The way a seven game series works is, the team who is the better team wins. Now, you might say that in hockey that's not always true, because of the role of a hot goalie, which is more a thing of the past--a goalie stealing a series--than a current day thing, since goalies, on account of size, equipment, technique, are more interchangeable than ever.
But take a famous example, the 1971 playoff series between the Boston Bruins and the Montreal Canadiens. You're always told that the latter won because of the play of goaltender Ken Dryden. And that had something to do with it. But the Bruins also served up 7 goals in one game and 8 in another. That's why they lost. That's why they weren't the better team. Ken Dryden wasn't whistling wristers into the top of the Bruins' net. Ken Dryden wasn't causing the Bruins' defense to break down time and time again, despite having the (somewhat) overrated (gasp!) Bobby Orr.
To lose a 7 game series is to be beat by a team that is either better than you, or was better than you for two weeks. It's that and nothing else. When the Bruins went up 3-1 on the Panthers this year and then lost the series, they lost because they got their asses handed to them. I don't care if that meant two OT wins for the Panthers. This is reality. It doesn't matter if you lose by three goals or in the extra session. Drop three in a row, in that position, and you were beat by a better team. The referees could be perfect alien beings who get no calls wrong, or they could be dispensed with almost entirely. You were beat. The same as the Maple Leafs in the next series against Florida, despite the predictable protestations of perhaps the most predictable fan base in North American sports.
Someone held someone's stick on a goal? So?
Let's say it was awful, egregious, all of that. When you're good enough to win, you find a way to win. One play that doesn't go your way doesn't sink you.
People have no idea at all what a truly rigged system is. I live a life in which I essentially have thousands of referees rigging a game against me, and forcing me to play, too, with one player against dozens, and spotting the other team a 50-0 lead before the puck has been dropped. And I am going to prevail. It's a long series.
Sports is the last meritocracy we have in this country. Everything else happens for other reasons that have nothing to do with anyone's ability. Are sports perfect? No. Do you know why?

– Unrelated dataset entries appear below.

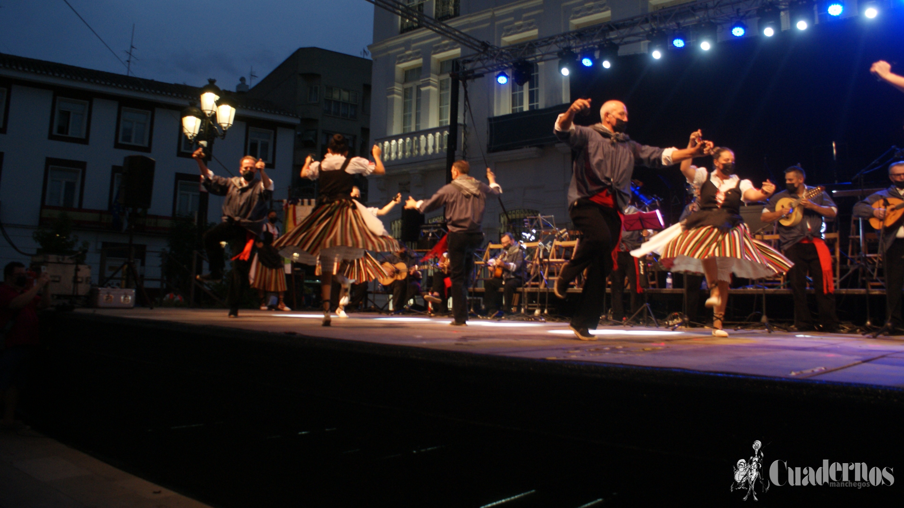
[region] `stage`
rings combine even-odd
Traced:
[[[577,340],[566,323],[472,319],[466,327],[449,326],[449,318],[414,315],[334,315],[320,325],[315,312],[241,311],[238,319],[222,310],[136,308],[83,309],[76,315],[150,320],[249,330],[280,337],[348,341],[510,357],[538,362],[564,362],[587,367],[674,369],[697,374],[738,374],[805,381],[856,383],[904,388],[904,337],[866,338],[859,334],[794,334],[765,330],[732,331],[713,337],[709,328],[672,331],[643,326],[606,326],[598,340]],[[87,315],[86,315],[87,316]],[[137,324],[137,323],[136,323]]]

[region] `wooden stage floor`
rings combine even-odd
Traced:
[[[363,313],[347,319],[334,317],[333,326],[324,327],[322,315],[313,312],[243,310],[239,319],[228,319],[223,310],[207,309],[76,312],[585,366],[652,367],[904,388],[904,337],[730,330],[730,337],[717,338],[708,328],[608,326],[596,331],[599,340],[584,342],[577,340],[564,323],[475,319],[466,327],[454,327],[447,325],[448,318]]]

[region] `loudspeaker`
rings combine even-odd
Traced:
[[[154,166],[146,155],[127,155],[122,161],[122,204],[127,208],[150,208],[154,192]]]
[[[420,239],[420,226],[424,225],[424,214],[417,210],[401,211],[401,240],[418,241]]]
[[[766,205],[761,202],[753,202],[749,205],[740,207],[740,216],[744,219],[744,222],[747,223],[747,227],[750,228],[750,233],[757,233],[762,229],[769,229],[772,224],[769,222],[764,222],[759,220],[759,216],[763,214],[763,208]],[[765,231],[763,231],[765,232]],[[772,230],[768,231],[770,234]]]

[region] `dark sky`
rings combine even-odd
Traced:
[[[135,24],[133,72],[231,89],[304,46],[361,56],[373,37],[364,0],[69,0],[123,61]],[[0,52],[125,73],[63,0],[0,0]]]

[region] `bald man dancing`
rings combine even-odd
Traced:
[[[692,148],[656,148],[632,141],[625,135],[627,108],[609,100],[599,108],[601,123],[580,127],[574,116],[590,108],[590,99],[579,99],[556,119],[555,134],[571,146],[571,183],[568,190],[569,214],[580,230],[571,259],[556,279],[556,296],[565,297],[569,284],[589,268],[581,301],[571,316],[571,330],[582,341],[595,341],[589,330],[599,325],[603,313],[606,278],[615,263],[621,231],[621,214],[631,199],[631,173],[635,165],[664,167],[705,155],[709,142]]]

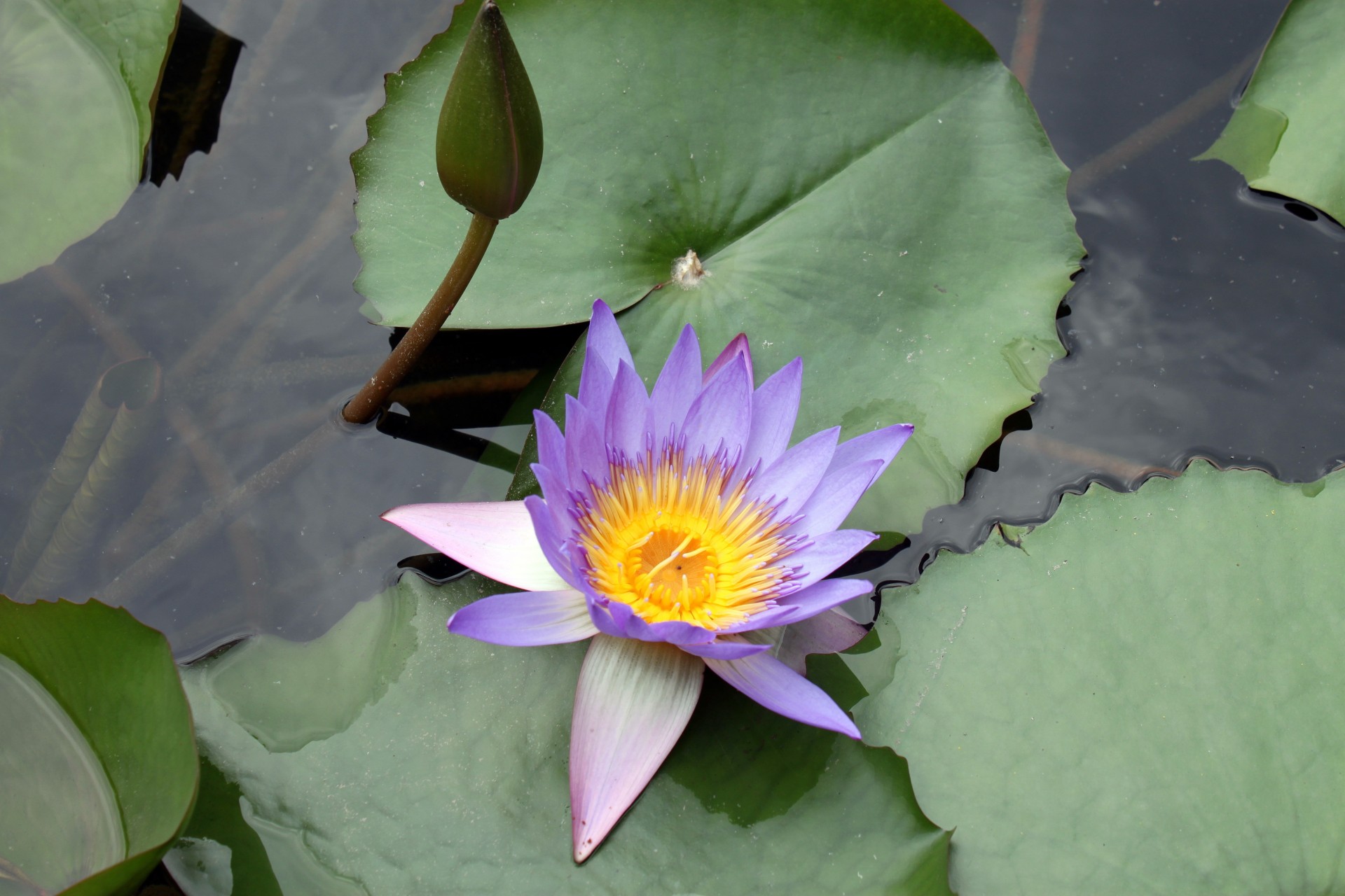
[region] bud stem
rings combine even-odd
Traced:
[[[498,220],[486,215],[472,215],[472,224],[467,228],[463,247],[457,250],[453,266],[444,274],[444,282],[434,290],[429,304],[425,305],[425,310],[420,313],[412,328],[406,330],[406,336],[397,344],[393,353],[387,356],[387,360],[378,368],[378,372],[342,408],[340,414],[347,423],[369,423],[383,408],[383,404],[387,403],[387,396],[406,377],[406,373],[410,372],[417,359],[420,359],[434,339],[434,334],[438,333],[444,321],[448,320],[453,306],[457,305],[457,300],[463,297],[463,290],[467,289],[472,274],[476,273],[476,267],[482,263],[486,247],[491,244],[491,236],[495,235],[495,226],[498,223]]]

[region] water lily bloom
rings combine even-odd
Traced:
[[[612,310],[593,305],[565,431],[538,411],[542,496],[417,504],[383,519],[522,592],[448,630],[530,646],[592,638],[570,728],[574,860],[588,858],[686,728],[709,666],[763,707],[858,737],[803,656],[863,629],[837,610],[873,590],[827,579],[876,536],[837,529],[911,435],[897,424],[790,447],[803,363],[753,388],[738,336],[702,372],[686,326],[650,392]]]

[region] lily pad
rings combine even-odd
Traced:
[[[1345,5],[1294,0],[1215,145],[1247,184],[1345,222]]]
[[[716,349],[746,332],[759,372],[804,357],[800,433],[915,423],[851,525],[909,533],[956,501],[1064,353],[1083,251],[1065,168],[990,44],[937,0],[503,8],[546,156],[448,325],[639,302],[623,322],[647,377],[686,322]],[[465,232],[434,128],[468,21],[389,77],[352,159],[356,287],[383,324],[416,317]],[[709,274],[650,293],[687,250]]]
[[[210,856],[245,854],[231,868],[234,892],[257,880],[257,892],[278,881],[285,893],[373,896],[948,893],[948,834],[920,814],[901,759],[764,720],[713,688],[664,771],[576,865],[565,758],[584,645],[499,647],[444,631],[455,609],[500,590],[475,575],[444,587],[406,575],[352,611],[394,622],[334,631],[346,649],[416,647],[404,664],[378,665],[379,686],[348,693],[347,707],[323,695],[339,729],[315,725],[309,708],[321,676],[339,674],[323,643],[332,635],[311,645],[262,635],[238,660],[188,669],[202,747],[227,780],[196,813],[218,821],[192,822],[187,857],[199,876],[222,879]],[[303,744],[277,735],[296,712],[305,732],[320,729]],[[239,814],[261,838],[269,877]]]
[[[97,602],[0,598],[0,892],[133,888],[196,794],[164,637]]]
[[[1342,474],[1197,462],[888,591],[857,721],[956,827],[954,888],[1340,892],[1342,524]]]
[[[55,261],[136,188],[179,8],[0,4],[0,282]]]

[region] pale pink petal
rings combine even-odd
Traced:
[[[522,501],[408,504],[383,519],[488,579],[525,591],[570,587],[542,553]]]
[[[663,764],[703,673],[702,660],[668,643],[593,637],[570,725],[574,861],[593,854]]]

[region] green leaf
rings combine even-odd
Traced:
[[[282,728],[336,684],[321,681],[332,635],[311,645],[262,635],[239,660],[188,669],[202,747],[237,787],[214,789],[221,805],[203,793],[198,817],[225,821],[194,821],[192,836],[256,856],[227,821],[242,806],[292,895],[948,893],[948,834],[920,814],[901,759],[777,719],[709,681],[664,770],[574,865],[566,755],[585,645],[499,647],[444,631],[455,609],[499,590],[475,575],[441,588],[408,575],[374,600],[381,609],[356,610],[413,631],[347,626],[335,633],[343,649],[382,656],[410,637],[416,652],[379,666],[377,689],[348,695],[332,713],[348,727],[288,742],[286,752],[249,732]],[[226,705],[225,674],[233,693],[265,696]],[[858,686],[845,669],[830,674]],[[301,884],[282,870],[299,865]]]
[[[956,827],[954,887],[1340,892],[1342,524],[1341,474],[1197,462],[888,591],[857,721]]]
[[[1345,220],[1345,5],[1293,0],[1215,145],[1256,189]]]
[[[191,713],[164,637],[97,602],[0,598],[0,892],[139,884],[196,793]]]
[[[0,4],[0,282],[117,214],[140,180],[178,0]]]
[[[686,322],[712,351],[746,332],[759,373],[804,357],[800,433],[915,423],[853,525],[913,533],[958,501],[1064,353],[1054,312],[1081,254],[1065,168],[990,44],[936,0],[504,12],[547,159],[449,325],[627,308],[694,250],[695,289],[623,320],[646,377]],[[467,21],[389,78],[354,157],[356,286],[385,324],[416,317],[465,232],[432,136]]]

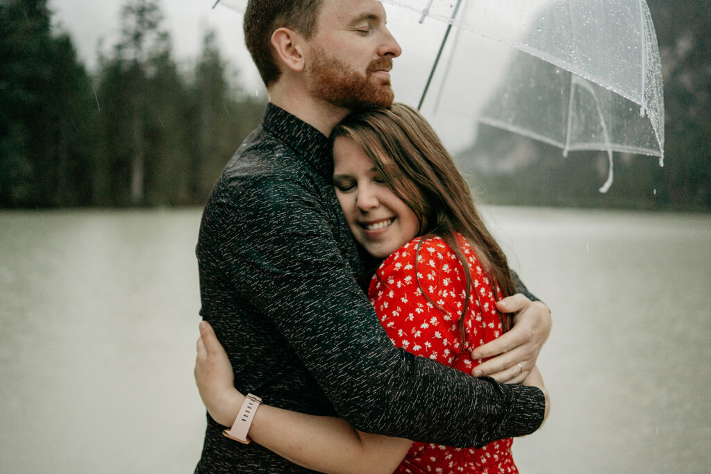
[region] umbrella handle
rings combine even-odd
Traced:
[[[432,4],[432,0],[429,0],[429,4],[427,7],[422,11],[422,18],[420,18],[419,23],[422,23],[424,21],[424,17],[427,16],[427,13],[429,11],[429,6]],[[461,0],[457,0],[456,5],[454,6],[454,11],[451,14],[451,19],[449,21],[449,23],[447,26],[447,31],[444,32],[444,38],[442,38],[442,44],[439,45],[439,50],[437,52],[437,56],[434,58],[434,64],[432,65],[432,69],[429,71],[429,77],[427,77],[427,82],[424,85],[424,90],[422,91],[422,96],[419,98],[419,103],[417,104],[417,110],[419,110],[422,107],[422,102],[424,102],[424,97],[427,95],[427,90],[429,89],[429,84],[432,82],[432,77],[434,75],[434,70],[437,68],[437,64],[439,63],[439,58],[442,55],[442,51],[444,50],[444,43],[447,43],[447,38],[449,36],[449,32],[451,31],[451,24],[454,21],[454,18],[456,16],[457,11],[459,11],[459,5],[461,4]]]

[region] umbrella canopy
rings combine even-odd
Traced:
[[[462,119],[569,151],[658,156],[664,106],[643,0],[383,0],[454,25],[423,112],[449,133]],[[436,94],[434,92],[437,92]],[[449,116],[447,120],[443,117]]]

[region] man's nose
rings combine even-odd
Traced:
[[[380,55],[397,58],[402,53],[402,49],[400,48],[397,41],[395,40],[395,36],[392,36],[390,30],[387,28],[385,28],[385,38],[383,38],[383,45],[380,48]]]

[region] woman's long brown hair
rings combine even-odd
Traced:
[[[515,293],[506,254],[486,228],[469,187],[449,153],[419,112],[399,103],[390,109],[359,110],[336,126],[331,140],[339,136],[358,145],[388,187],[415,212],[419,220],[419,235],[439,237],[454,251],[466,277],[461,316],[469,307],[472,281],[455,232],[461,234],[474,247],[481,264],[503,296]],[[508,330],[510,318],[504,316],[502,323],[504,330]],[[459,318],[459,330],[460,347],[464,348],[464,317]]]

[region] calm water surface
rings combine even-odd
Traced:
[[[522,473],[709,472],[711,217],[486,213],[553,312]],[[200,215],[0,212],[0,471],[193,471]]]

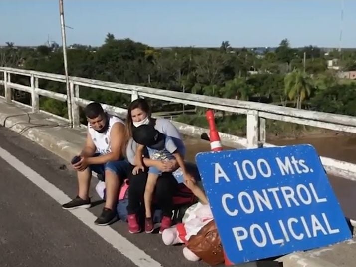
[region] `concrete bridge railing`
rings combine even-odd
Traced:
[[[28,77],[30,86],[12,82],[11,75]],[[60,118],[67,120],[71,127],[80,126],[79,107],[84,107],[91,102],[79,97],[80,87],[85,86],[130,95],[132,100],[139,97],[143,97],[245,114],[247,117],[245,137],[220,133],[222,142],[230,145],[248,148],[255,148],[261,145],[264,147],[273,146],[273,145],[266,143],[266,119],[281,121],[336,131],[356,133],[356,117],[339,114],[223,99],[72,76],[69,77],[69,91],[67,94],[64,94],[40,88],[39,80],[66,83],[64,75],[12,68],[0,67],[0,85],[3,85],[4,88],[4,97],[6,101],[9,103],[13,101],[11,95],[11,89],[27,92],[31,95],[31,107],[33,112],[46,112],[40,110],[39,96],[66,102],[68,107],[69,119]],[[103,105],[103,107],[111,113],[120,117],[125,117],[126,111],[125,109],[106,104]],[[185,134],[200,136],[202,134],[207,132],[206,129],[192,125],[174,121],[173,123],[181,133]],[[321,160],[328,173],[356,180],[356,164],[325,157],[321,157]]]

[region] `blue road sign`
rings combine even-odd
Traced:
[[[203,152],[196,159],[223,246],[235,264],[352,237],[311,145]]]

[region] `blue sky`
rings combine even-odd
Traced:
[[[356,47],[356,0],[344,0],[342,46]],[[108,32],[152,46],[338,47],[341,0],[64,0],[67,43]],[[0,0],[0,44],[61,43],[58,0]]]

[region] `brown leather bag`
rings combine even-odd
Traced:
[[[211,266],[224,262],[221,240],[214,220],[202,228],[196,235],[192,236],[187,247]]]

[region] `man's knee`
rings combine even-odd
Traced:
[[[120,180],[123,180],[128,174],[128,162],[125,160],[110,161],[105,164],[105,174],[115,175]]]

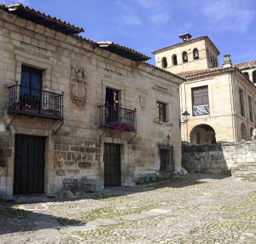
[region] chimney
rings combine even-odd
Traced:
[[[230,60],[230,55],[224,55],[224,62],[223,62],[223,67],[231,67],[232,61]]]

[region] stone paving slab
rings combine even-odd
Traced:
[[[132,214],[120,216],[119,218],[124,220],[136,221],[138,219],[148,218],[148,215],[143,213],[132,213]]]
[[[155,212],[158,214],[166,214],[171,212],[171,210],[162,209],[162,208],[154,208],[148,211],[149,212]]]

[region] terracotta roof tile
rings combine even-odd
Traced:
[[[15,15],[18,17],[24,18],[34,23],[38,23],[65,34],[78,34],[84,31],[82,27],[76,26],[71,23],[38,11],[20,3],[6,5],[0,4],[0,9],[8,13]]]
[[[106,49],[110,52],[115,53],[125,58],[131,59],[133,61],[147,61],[150,59],[149,56],[141,52],[138,52],[134,49],[121,44],[118,44],[112,41],[96,41],[96,43],[102,49]]]
[[[180,75],[184,78],[196,76],[199,74],[206,74],[210,73],[214,73],[218,71],[224,71],[228,70],[230,67],[212,67],[212,68],[207,68],[207,69],[201,69],[201,70],[192,70],[192,71],[186,71],[177,73],[177,75]]]

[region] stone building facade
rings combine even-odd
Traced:
[[[186,78],[180,86],[181,113],[188,111],[190,118],[181,125],[183,141],[212,144],[250,140],[256,122],[256,89],[251,74],[243,72],[246,67],[252,71],[254,61],[232,65],[227,55],[218,67],[219,52],[209,38],[180,37],[180,44],[153,53],[157,67]]]
[[[181,167],[183,78],[22,4],[0,5],[0,195],[131,186]]]

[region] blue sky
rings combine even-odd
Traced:
[[[10,3],[14,1],[0,1]],[[82,35],[111,40],[152,57],[151,51],[207,35],[233,63],[256,59],[256,0],[23,0],[23,3],[84,27]]]

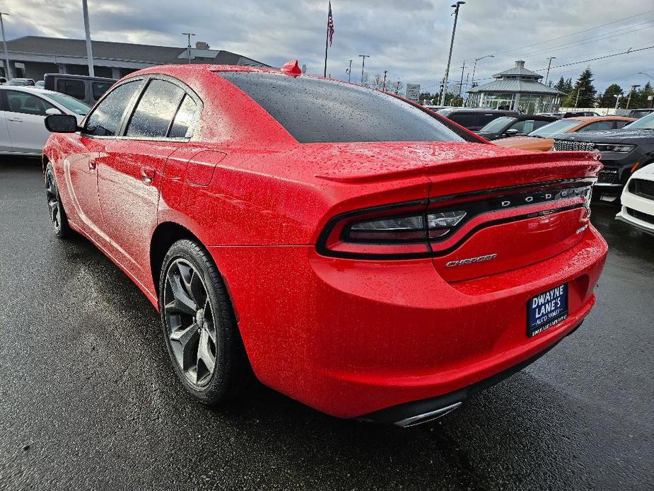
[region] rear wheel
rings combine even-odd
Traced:
[[[247,363],[229,297],[207,253],[175,242],[163,260],[159,285],[168,354],[185,388],[209,405],[238,396]]]
[[[50,163],[48,163],[45,168],[45,195],[47,200],[48,215],[54,229],[54,234],[59,238],[69,236],[71,229],[68,224],[64,205],[62,204],[57,181],[54,179],[54,171]]]

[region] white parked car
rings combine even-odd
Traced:
[[[622,209],[616,219],[654,236],[654,163],[633,173],[621,200]]]
[[[33,86],[0,86],[0,154],[40,156],[50,136],[49,114],[70,114],[81,123],[90,108],[77,99]]]

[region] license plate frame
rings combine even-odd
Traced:
[[[554,287],[527,301],[527,337],[533,337],[568,317],[567,283]]]

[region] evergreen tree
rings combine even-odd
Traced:
[[[581,72],[561,105],[566,108],[594,108],[596,94],[597,91],[592,85],[592,72],[588,67]]]
[[[612,83],[607,90],[604,91],[602,97],[600,98],[599,107],[600,108],[614,108],[615,96],[623,93],[622,88],[617,83]]]

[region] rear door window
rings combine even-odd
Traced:
[[[105,93],[110,89],[112,82],[93,82],[91,83],[91,88],[93,92],[93,100],[98,100],[105,95]]]
[[[19,91],[5,91],[8,110],[11,112],[45,116],[45,111],[54,106],[40,97]]]
[[[99,137],[115,136],[120,129],[125,109],[142,81],[122,83],[107,94],[88,116],[84,132]]]
[[[479,124],[480,126],[484,126],[484,125],[491,122],[493,120],[496,120],[501,115],[502,115],[501,114],[480,114]]]
[[[596,129],[613,129],[613,122],[595,121],[595,122],[592,122],[590,125],[586,125],[578,131],[580,133],[583,133],[584,132],[593,132]]]
[[[477,115],[474,112],[452,112],[448,118],[465,128],[477,126]]]
[[[465,141],[438,116],[354,84],[256,71],[218,75],[245,92],[300,143]]]
[[[136,104],[126,136],[166,137],[184,96],[184,91],[170,82],[152,80]]]
[[[57,91],[68,94],[80,100],[86,98],[86,84],[83,80],[59,79],[57,81]]]
[[[189,136],[187,133],[191,122],[193,121],[193,117],[195,115],[196,104],[191,96],[187,94],[184,96],[182,104],[177,110],[177,113],[175,115],[175,119],[173,120],[173,126],[170,127],[170,132],[168,136],[171,138],[182,138]]]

Because nothing is perfect.
How basic is that? So, what? One is upset that it's the closest thing to being perfectly merit based but it's not 100% perfect? That's what one complains about?
What perspective of value, then, can one have on anything? On sports? Let alone life and how that works.
Why even comment on the officials? Who cares? It's not relevant. It's not why one team is beating another. And the people who comment once, comment every time. It's their thing. Every game, every series, every year.
How can you have any credibility then? And if you don't have if you have credibility, how can anyone take you seriously as anything? Either a human, or just a simple watcher of sports.